Although we are confident that the proposed methodology could be key to predict pitch type based on biomechanical data from wearables, the reported accuracies leave much to desire. One limitation of this study was that the amount of collected data was low (
n = 353). The proof of methodology provided in this paper could serve for a study on a larger scale. Additionally, due to the small sample size of individual pitchers, we were not able to perform the classification of pitch types per individuals. The data from the pitchers have a hierarchical structure, suggesting that pitching mechanics [
21] as well as pitch kinematics [
23] among different throws are more similar for an individual pitcher compared to others. Therefore, it may be sensible to classify pitch types for individual pitchers. Pitch type prediction by pitch count and by pitcher showed improved performance in the prediction of the next pitch the pitcher will throw based on features available from the previous throws [
15,
16,
18]. Our study would have benefited from longitudinal data collection including kinematic data during the full season. This would allow us to perform classification tasks for different pitch types for individual pitchers. Moreover, matching pitching kinematics with ball speed data may also increase the accuracy of the model.
To the best of our knowledge, this is the first study that uses biomechanical data from wearables to predict pitch types, and thus enriches the available data from an easy-to-use motion sensor system. It is important to clarify that this method is proposed for the classification of the pitch thrown and not the prediction of the next pitch. Pitch prediction uses information available prior the pitch to judge which pitch can be expected. However, pitch type classification uses information available post pitch to determine which pitch type was thrown. Previous studies used post-pitch data from PITCHf/x describing the characteristics of the ball from when it leaves the hand of the pitcher until it crosses the home plate [
17,
18]. Defining the pitch type from ball flight data is related to the inherent need of redefining pitch types. Traditional pitch type description is not sufficient any longer, with the newly available data in professional pitching. Our methodology aims to expand this knowledge to situations such as youth baseball, where expensive PITCHf/x systems are not prevalent.
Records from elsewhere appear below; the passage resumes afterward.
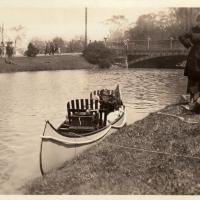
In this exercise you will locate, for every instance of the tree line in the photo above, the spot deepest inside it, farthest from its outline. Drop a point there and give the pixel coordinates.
(157, 26)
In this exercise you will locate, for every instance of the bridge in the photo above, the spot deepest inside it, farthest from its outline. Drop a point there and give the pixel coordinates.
(150, 53)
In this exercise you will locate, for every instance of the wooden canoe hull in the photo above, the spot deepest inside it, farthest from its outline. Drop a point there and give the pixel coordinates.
(56, 149)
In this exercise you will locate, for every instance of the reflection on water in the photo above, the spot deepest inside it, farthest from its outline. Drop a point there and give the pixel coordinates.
(30, 98)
The proposed classification method, based on a limited amount of data from youth baseball pitches, shows promising performance in predicting Fastball vs. off-speed pitches. Application of this binary classification method in youth baseball training can create a major advantage for the development of individual players. Since nowadays pitch count is the only variable that is noted, and mostly manually recorded, the automatic tracking of pitch counts, biomechanical data and pitch types can be of great value to coaches and players. Given that youth players are still learning how to throw different pitch types and their susceptibility to injuries is higher when throwing off-speed pitches [
1], implementing the proposed methods in baseball practice may provide a wealth of information relevant for both pitchers and coaches in those situations.
Implementing similar technologies for elite athletes’ training could benefit from the aforementioned suggestions to improve the accuracy of the multiclass classification model. However, further studies should determine the necessity of such a system since high-level players often have access to other resources that can measure or calculate pitch trajectory. Indirect pitch type prediction may thus not be needed for players at a high level with many resources at their disposal.